At the detail office, Freamon tries to convince Pearlman they need more taps, since they've established that on two occasions when Horseface worked a Talco ship, he got a call from Sobotka the day before. "That's a pretty good argument for a conspiracy case," says Freamon. Pearlman points out, however, that "you can tap a phone if a guy's selling drugs, but not if he's selling women." Freamon again presses Daniels to take the murder case for the detail, explaining that Sobotka is involved in some nasty business. "Burrell will be pissed if we get into some union shit, but how can you live with yourself if you let it pass?" he asks Daniels.
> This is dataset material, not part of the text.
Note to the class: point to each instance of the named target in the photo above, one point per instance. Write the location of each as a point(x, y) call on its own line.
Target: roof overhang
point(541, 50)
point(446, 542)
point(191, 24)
Convinced at last, Daniels goes to Rawls and bargains to take the homicides, but only if Rawls agrees to give him exactly what he needs to solve them. The more difficult conversation comes when Daniels tries to explain his change of heart to his wife Marla. She is now fed up with her husband, who can't seem to understand how to play this game to win.

McNulty, sitting on the steps of Elena's house while his kids play in the yard, tells her he cares about her, but she remains leery of him. "You give me some time, Jimmy, and I might get to the point where I want you to be happy. But how the hell do I trust you?"